Plus, there are many more features, like:
- Form filling, or commonly known as slot filling, which is now associated with the pages and can be configured for conditional response, agent handoff and custom payload.
- A/B testing made possible by splitting traffic into various versions in an environment.
- Machine-learning settings that can be tuned for each flow.
- Built test cases using the simulator.
- Agent validation, which can be performed on demand. The validation message provides insights on the quality of NLU model training data and page-based flow structure.

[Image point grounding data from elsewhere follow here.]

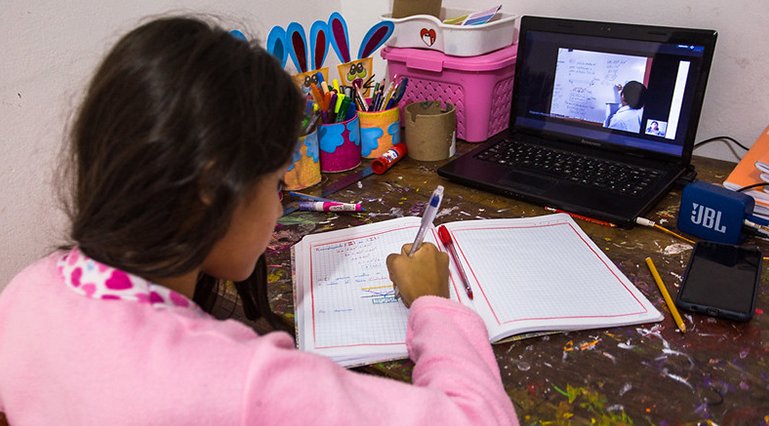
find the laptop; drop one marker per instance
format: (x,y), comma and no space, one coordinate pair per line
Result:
(603,117)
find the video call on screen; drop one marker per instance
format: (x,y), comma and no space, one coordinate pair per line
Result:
(572,85)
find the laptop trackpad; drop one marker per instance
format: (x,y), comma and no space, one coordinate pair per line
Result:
(532,184)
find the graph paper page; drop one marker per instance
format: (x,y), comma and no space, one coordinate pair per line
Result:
(544,273)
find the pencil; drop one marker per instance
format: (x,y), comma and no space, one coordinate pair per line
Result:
(666,295)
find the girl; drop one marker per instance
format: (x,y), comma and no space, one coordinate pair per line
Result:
(178,152)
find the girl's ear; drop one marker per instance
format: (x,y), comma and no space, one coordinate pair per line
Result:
(206,187)
(339,37)
(297,39)
(276,45)
(375,38)
(318,43)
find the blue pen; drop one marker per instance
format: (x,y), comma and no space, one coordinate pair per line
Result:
(428,218)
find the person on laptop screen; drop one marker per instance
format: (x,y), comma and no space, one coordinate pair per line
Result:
(625,114)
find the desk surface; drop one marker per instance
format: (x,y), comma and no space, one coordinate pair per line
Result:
(718,370)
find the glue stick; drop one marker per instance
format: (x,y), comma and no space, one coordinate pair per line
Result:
(389,158)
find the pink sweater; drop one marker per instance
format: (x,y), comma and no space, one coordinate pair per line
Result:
(70,359)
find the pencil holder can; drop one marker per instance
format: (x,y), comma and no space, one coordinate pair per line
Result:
(379,131)
(304,171)
(339,145)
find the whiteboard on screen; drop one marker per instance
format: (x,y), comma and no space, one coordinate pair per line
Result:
(584,82)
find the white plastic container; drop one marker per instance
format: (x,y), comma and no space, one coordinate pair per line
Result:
(429,32)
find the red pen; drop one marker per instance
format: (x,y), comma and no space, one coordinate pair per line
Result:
(445,238)
(579,216)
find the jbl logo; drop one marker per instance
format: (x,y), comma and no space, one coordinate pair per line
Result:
(707,218)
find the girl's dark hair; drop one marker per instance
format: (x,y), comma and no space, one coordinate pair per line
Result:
(635,94)
(179,122)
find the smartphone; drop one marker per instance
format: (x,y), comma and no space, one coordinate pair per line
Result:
(721,280)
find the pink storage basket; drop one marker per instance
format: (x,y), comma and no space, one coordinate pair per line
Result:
(480,87)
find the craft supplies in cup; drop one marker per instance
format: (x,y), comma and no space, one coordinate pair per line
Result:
(430,130)
(305,166)
(339,145)
(379,131)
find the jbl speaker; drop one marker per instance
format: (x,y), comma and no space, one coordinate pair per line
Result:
(714,213)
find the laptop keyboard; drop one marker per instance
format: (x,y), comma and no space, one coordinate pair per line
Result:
(604,174)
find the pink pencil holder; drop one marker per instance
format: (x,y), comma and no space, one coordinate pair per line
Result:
(304,171)
(339,145)
(379,131)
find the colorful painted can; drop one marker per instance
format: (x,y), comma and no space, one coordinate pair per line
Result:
(304,171)
(383,163)
(339,145)
(379,131)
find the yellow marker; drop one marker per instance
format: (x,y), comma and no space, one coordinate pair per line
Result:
(666,295)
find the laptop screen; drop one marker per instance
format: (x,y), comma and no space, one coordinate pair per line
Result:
(623,86)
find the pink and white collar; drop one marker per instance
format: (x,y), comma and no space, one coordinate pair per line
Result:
(96,280)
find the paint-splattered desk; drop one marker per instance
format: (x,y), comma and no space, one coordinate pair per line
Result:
(718,370)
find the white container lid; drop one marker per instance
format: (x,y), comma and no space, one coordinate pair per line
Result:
(429,32)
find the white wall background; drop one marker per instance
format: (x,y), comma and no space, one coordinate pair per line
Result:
(50,48)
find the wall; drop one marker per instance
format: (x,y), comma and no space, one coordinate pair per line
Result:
(50,49)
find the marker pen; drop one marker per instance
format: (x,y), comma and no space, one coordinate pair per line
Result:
(327,206)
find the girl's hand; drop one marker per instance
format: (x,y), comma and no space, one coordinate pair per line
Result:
(424,273)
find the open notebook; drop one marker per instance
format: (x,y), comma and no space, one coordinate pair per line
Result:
(527,275)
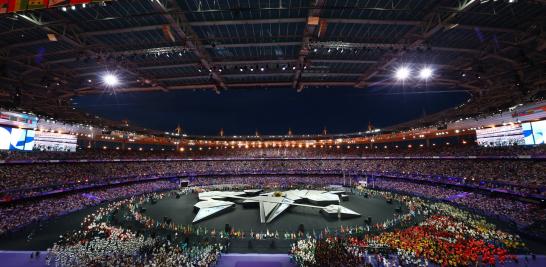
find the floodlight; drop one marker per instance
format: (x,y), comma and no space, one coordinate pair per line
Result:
(402,73)
(425,73)
(110,80)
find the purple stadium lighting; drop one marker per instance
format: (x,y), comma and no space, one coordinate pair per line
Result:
(110,80)
(425,73)
(402,73)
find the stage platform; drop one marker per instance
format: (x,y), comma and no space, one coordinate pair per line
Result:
(253,260)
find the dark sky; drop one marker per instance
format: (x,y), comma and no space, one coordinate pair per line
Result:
(273,110)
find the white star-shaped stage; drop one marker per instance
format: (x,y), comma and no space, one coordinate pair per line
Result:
(271,204)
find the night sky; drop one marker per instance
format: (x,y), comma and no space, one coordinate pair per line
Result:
(271,111)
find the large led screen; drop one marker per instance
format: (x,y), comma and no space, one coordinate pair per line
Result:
(539,130)
(534,132)
(507,135)
(16,139)
(55,142)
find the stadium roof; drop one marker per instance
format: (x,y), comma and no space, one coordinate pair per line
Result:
(494,49)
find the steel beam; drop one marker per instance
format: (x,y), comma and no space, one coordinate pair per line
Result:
(195,46)
(432,23)
(309,30)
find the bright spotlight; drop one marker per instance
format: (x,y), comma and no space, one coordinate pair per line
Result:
(402,73)
(425,73)
(110,80)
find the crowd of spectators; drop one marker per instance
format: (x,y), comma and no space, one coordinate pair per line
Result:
(99,243)
(521,213)
(516,175)
(16,215)
(326,151)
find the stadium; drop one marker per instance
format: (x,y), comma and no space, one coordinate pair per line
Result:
(272,133)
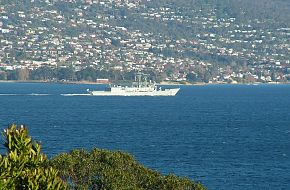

- Route groups, which are a set of common routes that can be added to every page. This can help enable FAQs or small talk.
- Transcriptions of the user conversation and sentiment analysis.
CCAI and Dialogflow CX build personalized and humanized virtual agents
Whether it’s integration with Google services like speech to text, or building and managing complex conversations with a collaboration of large teams, CCAI can enhance the digital experience of your organization. Empower your customer service with better user experience, shorter wait times, faster resolutions and higher customer satisfaction with Google Cloud.
Aditi Hegde is an implementation architect at TEKsystems.